NCT number NCT04227587
Other study ID # ZTXI
Secondary ID
Status Completed
Phase N/A
First received
Last updated
Start date September 1, 2020
Est. completion date June 30, 2022

Study information

Verified date June 2023
Source The Hong Kong Polytechnic University
Contact n/a
Is FDA regulated No
Health authority
Study type Interventional

Clinical Trial Summary

This randomized controlled trial (RCT) with a longitudinal mixed-method process evaluation aims to (1) determine the effectiveness of a ZTEx intervention program, which is a lifestyle-integrated physical activity program, on sleep and related outcomes in inactive adults with insomnia disorder


Description:

This randomized controlled trial (RCT) with a longitudinal mixed-method process evaluation aims to (1) determine the effectiveness of a ZTEx intervention program, which is a lifestyle-integrated physical activity program, on sleep and related outcomes in inactive adults with insomnia disorder; (2) identify the facilitators and barriers of ZTEx adherence, (3) explore the possible mechanisms of impact on ZTEx adherence and the same abovementioned outcomes. This RCT consists of two phases.
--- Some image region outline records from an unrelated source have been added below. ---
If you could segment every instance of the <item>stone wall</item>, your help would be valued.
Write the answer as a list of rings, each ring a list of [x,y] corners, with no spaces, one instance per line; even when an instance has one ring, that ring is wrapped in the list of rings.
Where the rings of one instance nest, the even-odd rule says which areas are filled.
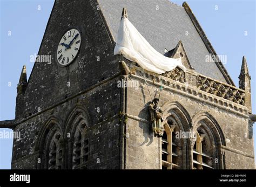
[[[137,69],[135,66],[132,67],[131,69]],[[160,138],[153,137],[149,122],[147,106],[151,101],[150,95],[144,80],[143,71],[133,70],[133,74],[128,78],[128,81],[131,82],[128,85],[139,86],[127,89],[127,113],[129,120],[126,130],[129,133],[130,136],[126,139],[126,168],[160,168],[158,163],[160,161]],[[156,90],[158,88],[159,90],[159,84],[152,84],[152,79],[146,78],[146,80],[151,95],[154,97]],[[174,82],[174,81],[170,81],[170,84]],[[221,160],[225,160],[225,166],[224,167],[226,169],[254,168],[252,126],[248,121],[248,113],[246,114],[246,108],[241,105],[240,107],[245,109],[244,112],[235,112],[231,109],[231,107],[228,105],[226,107],[223,107],[223,106],[217,105],[214,102],[211,103],[206,98],[199,94],[199,93],[196,94],[198,98],[197,99],[194,94],[188,94],[187,89],[190,91],[193,89],[189,85],[180,82],[176,82],[173,86],[164,89],[160,94],[160,106],[166,110],[168,107],[172,108],[173,105],[171,103],[179,103],[188,115],[187,120],[190,120],[191,129],[197,125],[195,123],[203,114],[206,114],[206,116],[211,116],[219,127],[218,130],[223,134],[224,137],[219,151],[219,154],[220,152],[225,154],[224,158],[220,156]],[[189,92],[192,93],[193,91]],[[232,108],[235,107],[233,106]],[[188,142],[187,143],[189,143]],[[218,142],[216,143],[218,144]],[[187,169],[190,168],[191,154],[188,153],[185,156],[188,162]]]
[[[42,140],[39,135],[45,123],[54,118],[59,124],[62,133],[68,133],[65,129],[70,114],[82,107],[87,111],[90,122],[87,124],[90,140],[88,168],[118,169],[120,100],[120,89],[117,88],[118,79],[117,77],[100,84],[18,124],[15,131],[21,131],[22,139],[14,140],[12,168],[40,168],[40,164],[36,164],[38,158],[42,159],[39,153],[41,145],[38,143]],[[69,140],[66,139],[64,147],[68,149]],[[63,167],[66,168],[68,161],[64,162]]]

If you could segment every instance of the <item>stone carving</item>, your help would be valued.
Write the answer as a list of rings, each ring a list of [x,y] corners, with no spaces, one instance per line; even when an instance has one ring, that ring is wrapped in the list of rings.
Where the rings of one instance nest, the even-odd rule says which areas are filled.
[[[237,103],[245,105],[245,93],[235,88],[217,82],[208,78],[198,75],[198,88],[214,95]]]
[[[176,67],[170,72],[163,73],[163,75],[167,78],[182,83],[185,83],[186,82],[185,72],[178,67]]]
[[[162,137],[164,134],[164,128],[162,126],[163,111],[159,106],[159,99],[154,98],[149,107],[150,112],[150,121],[152,123],[154,135],[158,137]]]

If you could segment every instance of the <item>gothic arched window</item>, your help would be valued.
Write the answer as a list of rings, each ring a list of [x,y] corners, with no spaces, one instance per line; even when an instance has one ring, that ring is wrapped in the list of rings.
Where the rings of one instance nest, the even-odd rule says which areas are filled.
[[[77,126],[74,135],[72,153],[72,169],[86,169],[89,154],[89,141],[87,126],[82,121]]]
[[[63,153],[60,134],[56,132],[50,142],[48,169],[62,169]]]
[[[179,150],[175,130],[176,125],[171,120],[164,124],[165,131],[161,138],[162,169],[181,169]]]
[[[201,129],[198,129],[196,132],[195,140],[193,148],[193,169],[214,169],[213,157],[211,156],[211,142],[207,134]]]

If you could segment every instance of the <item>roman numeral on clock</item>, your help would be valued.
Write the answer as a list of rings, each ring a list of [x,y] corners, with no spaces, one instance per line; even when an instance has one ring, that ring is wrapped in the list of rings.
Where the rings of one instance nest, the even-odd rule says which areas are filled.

In the first phase (baseline to week 8), 136 subjects will be randomly allocated to the ZTEx intervention or the sleep hygiene education (SHE) comparison group. They will receive two 2-hour ZTEx training or SHE lessons and practice ZTEx or follow the sleep hygiene instruction for 24 weeks. After assessment at week 8, for the second phase of the study (weeks 9-24), which is a proof-of-concept pilot nested in the RCT, subjects in the ZTEx group will be randomly divided into either an ZTEx with WhatsApp reminder (ZTEx+R) subgroup or an ZTEx without WhatsApp reminder (ZTEx alone) subgroup to evaluate the effects of WhatsApp reminders on exercise adherence and the same outcomes. Mixed methods process evaluation will be conducted. Post-training and post-follow-up qualitative focus group interviews will be conducted; facilitators, barriers, and mediators will be analyzed.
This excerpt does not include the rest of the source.